OpenAI unveiled GPT-5.6 Sol, Terra, and Luna on June 26, 2026 — its most capable model family to date — but launched in a limited preview available only to a small group of government-vetted trusted partners via its API and Codex platform.

Three Models, Three Price Points

The release introduces a tiered lineup: Sol, the flagship model built for complex agentic tasks and deep reasoning; Terra, a balanced everyday option comparable in quality to GPT-5.5 but roughly half the cost; and Luna, a fast, low-latency model for high-volume workloads.

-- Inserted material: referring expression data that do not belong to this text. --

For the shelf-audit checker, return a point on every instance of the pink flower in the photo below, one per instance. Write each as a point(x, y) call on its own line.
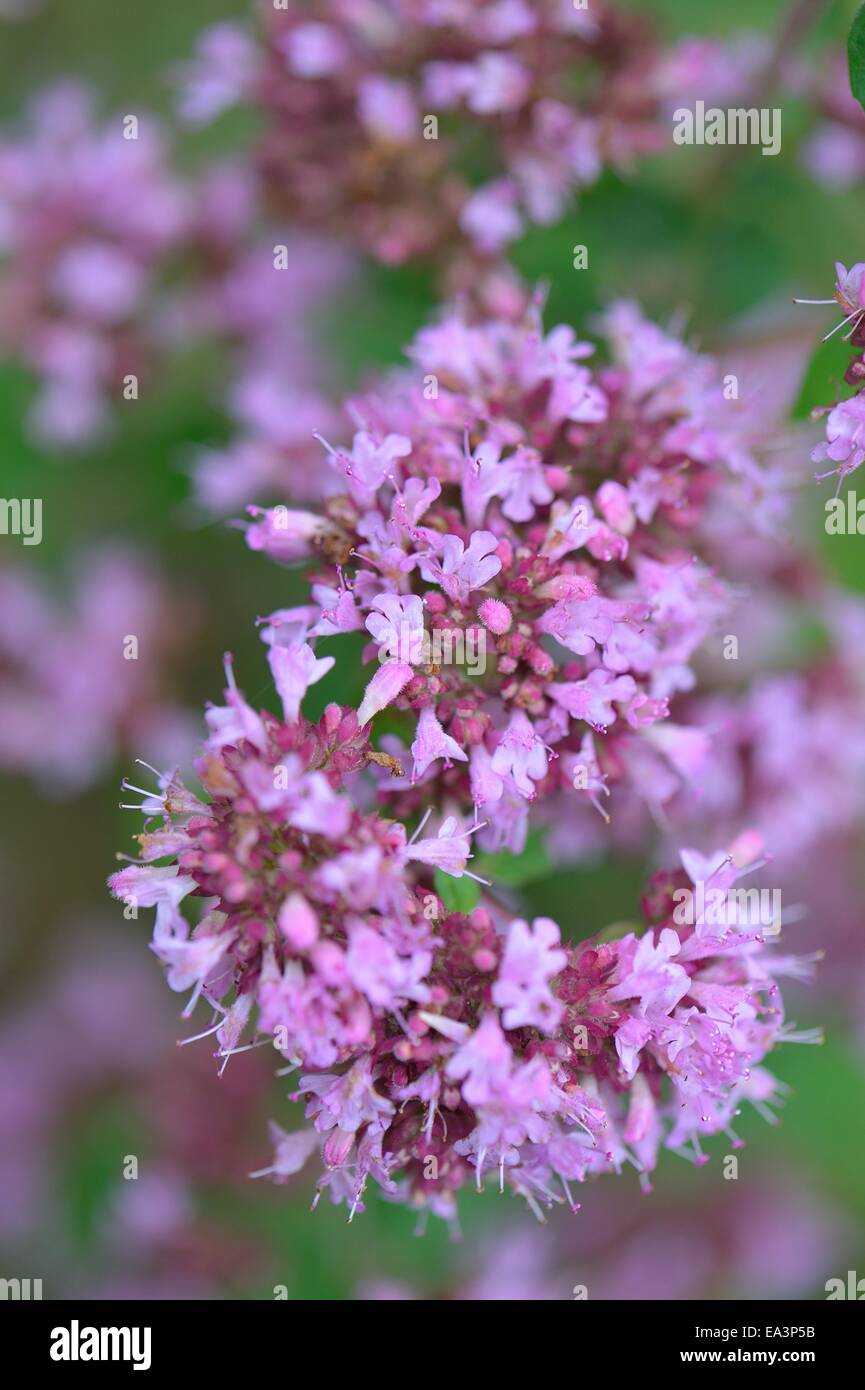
point(522, 990)
point(520, 752)
point(431, 742)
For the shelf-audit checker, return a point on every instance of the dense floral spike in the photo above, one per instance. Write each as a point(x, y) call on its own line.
point(437, 1048)
point(520, 540)
point(374, 111)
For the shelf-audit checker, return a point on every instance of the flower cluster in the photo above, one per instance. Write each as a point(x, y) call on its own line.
point(81, 680)
point(88, 211)
point(504, 501)
point(434, 1047)
point(376, 111)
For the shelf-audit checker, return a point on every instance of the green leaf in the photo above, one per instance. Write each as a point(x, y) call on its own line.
point(456, 894)
point(855, 56)
point(518, 870)
point(823, 380)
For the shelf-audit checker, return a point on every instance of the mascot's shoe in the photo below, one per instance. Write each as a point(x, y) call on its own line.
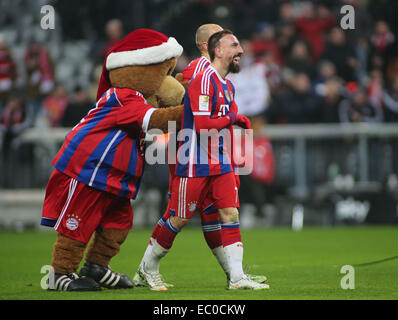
point(72, 282)
point(105, 276)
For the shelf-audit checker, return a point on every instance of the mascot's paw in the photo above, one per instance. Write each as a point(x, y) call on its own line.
point(72, 282)
point(105, 276)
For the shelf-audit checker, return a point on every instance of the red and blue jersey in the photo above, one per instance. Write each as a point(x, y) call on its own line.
point(207, 101)
point(194, 67)
point(105, 149)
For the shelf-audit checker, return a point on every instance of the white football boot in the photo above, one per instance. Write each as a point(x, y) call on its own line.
point(246, 284)
point(153, 279)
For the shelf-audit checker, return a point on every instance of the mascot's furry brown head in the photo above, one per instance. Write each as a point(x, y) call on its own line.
point(144, 61)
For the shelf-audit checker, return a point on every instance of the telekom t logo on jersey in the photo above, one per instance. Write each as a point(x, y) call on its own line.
point(237, 147)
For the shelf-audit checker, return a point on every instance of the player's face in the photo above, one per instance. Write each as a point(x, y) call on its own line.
point(231, 52)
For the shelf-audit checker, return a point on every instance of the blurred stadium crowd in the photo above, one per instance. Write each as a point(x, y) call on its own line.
point(299, 65)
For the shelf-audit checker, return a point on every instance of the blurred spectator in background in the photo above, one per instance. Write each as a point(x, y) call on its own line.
point(40, 74)
point(299, 59)
point(326, 70)
point(14, 118)
point(272, 72)
point(312, 25)
point(53, 107)
point(331, 93)
point(265, 41)
point(390, 101)
point(341, 54)
point(381, 37)
point(356, 107)
point(254, 188)
point(78, 106)
point(298, 104)
point(382, 48)
point(375, 88)
point(8, 71)
point(252, 93)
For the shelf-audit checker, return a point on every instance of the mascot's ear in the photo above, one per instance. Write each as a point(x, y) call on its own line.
point(180, 79)
point(153, 101)
point(170, 93)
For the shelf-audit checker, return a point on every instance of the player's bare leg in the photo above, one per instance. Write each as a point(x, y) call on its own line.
point(149, 267)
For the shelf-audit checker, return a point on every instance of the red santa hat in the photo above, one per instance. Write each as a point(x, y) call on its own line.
point(140, 47)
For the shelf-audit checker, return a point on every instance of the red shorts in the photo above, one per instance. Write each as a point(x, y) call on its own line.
point(189, 193)
point(76, 210)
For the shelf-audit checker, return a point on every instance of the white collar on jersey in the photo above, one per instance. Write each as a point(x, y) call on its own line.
point(218, 75)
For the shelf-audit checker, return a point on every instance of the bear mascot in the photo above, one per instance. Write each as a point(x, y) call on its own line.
point(98, 168)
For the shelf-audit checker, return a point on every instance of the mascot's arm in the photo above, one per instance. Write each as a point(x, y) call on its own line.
point(161, 117)
point(167, 98)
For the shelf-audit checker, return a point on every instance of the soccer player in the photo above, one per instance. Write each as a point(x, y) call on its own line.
point(209, 104)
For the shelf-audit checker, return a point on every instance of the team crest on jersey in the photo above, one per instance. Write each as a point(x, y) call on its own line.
point(192, 206)
point(72, 223)
point(203, 103)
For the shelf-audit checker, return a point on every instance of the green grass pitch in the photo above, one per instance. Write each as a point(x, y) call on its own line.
point(299, 265)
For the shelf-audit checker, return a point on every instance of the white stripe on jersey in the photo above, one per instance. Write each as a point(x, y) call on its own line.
point(103, 157)
point(201, 65)
point(72, 187)
point(205, 84)
point(182, 195)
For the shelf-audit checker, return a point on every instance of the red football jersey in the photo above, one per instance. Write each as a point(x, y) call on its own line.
point(207, 101)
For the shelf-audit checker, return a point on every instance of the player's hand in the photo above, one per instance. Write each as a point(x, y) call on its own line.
point(243, 122)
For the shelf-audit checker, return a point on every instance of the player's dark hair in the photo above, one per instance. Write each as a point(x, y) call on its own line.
point(214, 42)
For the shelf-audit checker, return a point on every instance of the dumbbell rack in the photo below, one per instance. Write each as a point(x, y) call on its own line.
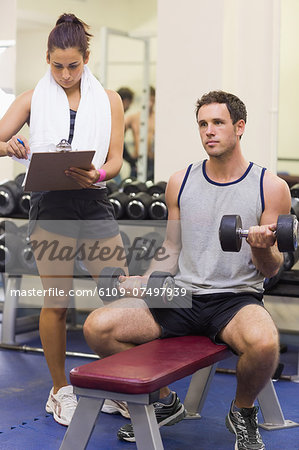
point(287, 289)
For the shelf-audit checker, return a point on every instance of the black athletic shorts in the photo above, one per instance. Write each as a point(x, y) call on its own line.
point(82, 213)
point(209, 314)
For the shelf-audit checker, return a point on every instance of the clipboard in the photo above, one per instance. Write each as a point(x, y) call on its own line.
point(46, 170)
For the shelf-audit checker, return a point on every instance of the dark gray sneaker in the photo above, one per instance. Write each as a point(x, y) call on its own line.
point(245, 426)
point(165, 414)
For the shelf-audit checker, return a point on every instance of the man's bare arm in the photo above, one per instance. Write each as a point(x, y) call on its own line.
point(265, 254)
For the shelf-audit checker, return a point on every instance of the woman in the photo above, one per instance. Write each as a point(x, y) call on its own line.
point(68, 103)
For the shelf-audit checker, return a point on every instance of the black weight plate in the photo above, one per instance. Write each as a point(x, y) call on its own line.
point(229, 237)
point(163, 282)
point(287, 233)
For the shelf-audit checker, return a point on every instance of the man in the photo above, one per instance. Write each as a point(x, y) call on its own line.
point(132, 122)
point(227, 288)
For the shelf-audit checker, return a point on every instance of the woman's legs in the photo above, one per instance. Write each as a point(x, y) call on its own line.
point(56, 273)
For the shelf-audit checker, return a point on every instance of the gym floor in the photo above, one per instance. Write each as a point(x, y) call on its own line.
point(25, 383)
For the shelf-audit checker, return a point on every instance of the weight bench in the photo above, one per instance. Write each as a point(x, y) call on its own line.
point(137, 374)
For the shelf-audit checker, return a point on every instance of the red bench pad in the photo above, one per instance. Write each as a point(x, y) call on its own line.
point(148, 367)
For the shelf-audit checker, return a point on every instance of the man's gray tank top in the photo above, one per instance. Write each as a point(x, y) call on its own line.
point(203, 266)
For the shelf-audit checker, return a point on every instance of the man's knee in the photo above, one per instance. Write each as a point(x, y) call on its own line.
point(264, 343)
point(98, 328)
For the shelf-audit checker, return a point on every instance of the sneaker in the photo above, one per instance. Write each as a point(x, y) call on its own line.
point(62, 405)
point(245, 426)
point(165, 414)
point(116, 407)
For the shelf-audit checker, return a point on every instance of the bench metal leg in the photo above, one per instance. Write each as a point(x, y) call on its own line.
point(146, 429)
point(11, 287)
point(295, 378)
point(82, 424)
point(271, 410)
point(198, 390)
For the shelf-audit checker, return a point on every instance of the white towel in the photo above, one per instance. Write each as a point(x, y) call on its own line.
point(50, 116)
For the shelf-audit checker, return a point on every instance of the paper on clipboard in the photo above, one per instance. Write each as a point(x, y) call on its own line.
point(46, 170)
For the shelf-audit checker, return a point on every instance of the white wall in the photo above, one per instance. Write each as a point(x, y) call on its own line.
point(221, 44)
point(289, 88)
point(7, 66)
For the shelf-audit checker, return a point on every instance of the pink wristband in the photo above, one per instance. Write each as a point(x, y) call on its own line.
point(102, 175)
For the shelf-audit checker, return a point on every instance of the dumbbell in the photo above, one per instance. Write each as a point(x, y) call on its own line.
point(142, 252)
point(119, 201)
point(231, 233)
point(137, 207)
point(134, 187)
point(159, 288)
point(111, 187)
point(157, 188)
point(157, 209)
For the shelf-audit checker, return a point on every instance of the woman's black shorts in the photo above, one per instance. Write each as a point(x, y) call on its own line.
point(83, 213)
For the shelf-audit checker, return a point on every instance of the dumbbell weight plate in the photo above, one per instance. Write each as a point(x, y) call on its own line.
point(287, 233)
point(229, 234)
point(159, 289)
point(108, 283)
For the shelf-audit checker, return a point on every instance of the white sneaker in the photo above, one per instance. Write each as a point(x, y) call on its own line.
point(116, 407)
point(62, 405)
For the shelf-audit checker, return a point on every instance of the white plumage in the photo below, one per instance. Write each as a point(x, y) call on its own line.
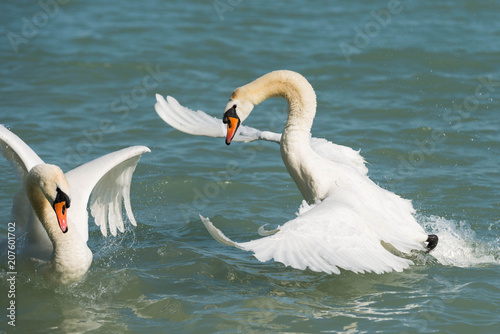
point(347, 221)
point(65, 257)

Pricing per million tokens: Sol at $5 input / $30 output, Terra at $2.50 / $15, and Luna at $1 / $6.

On Terminal-Bench 2.1, a benchmark for coding and command-line reasoning, Sol Ultra scored 91.9%, compared with 88.8% for Sol, 88.0% for GPT-5.5, and 84.3% for Luna. OpenAI also reports improvements on biology (GeneBench v1) and cybersecurity evaluations (ExploitBench, ExploitGym).

New Reasoning Modes

Sol introduces a max reasoning-effort setting for deliberate, step-by-step analysis, and an ultra mode that delegates subtasks to parallel subagents to tackle complex multi-step work. Prompt caching has also been improved, with cache writes priced at 1.25× uncached input rates.

Government Oversight Sets a New Precedent

The restricted rollout follows a June 2 executive order from the Trump administration directing AI companies to give the US government early access to frontier models before broader release. OpenAI complied but stated: “We don’t believe this kind of government access process should become the long-term default.”

The precedent now applies to both OpenAI and Anthropic — whose Claude Mythos 5 was suspended for two weeks under a separate emergency directive before partial restoration for critical infrastructure organizations.

Broader access across ChatGPT, Codex, and the API is expected “soon.” A Cerebras-hosted version of Sol capable of up to 750 tokens per second is set to launch in July for select customers.

Safety Investment

OpenAI conducted 700,000 A100-equivalent GPU hours of automated red-teaming before launch. The safety stack covers model-level training refusals, real-time classifiers for cyber and biology misuse, account-level review, and differentiated access monitoring for higher-risk users.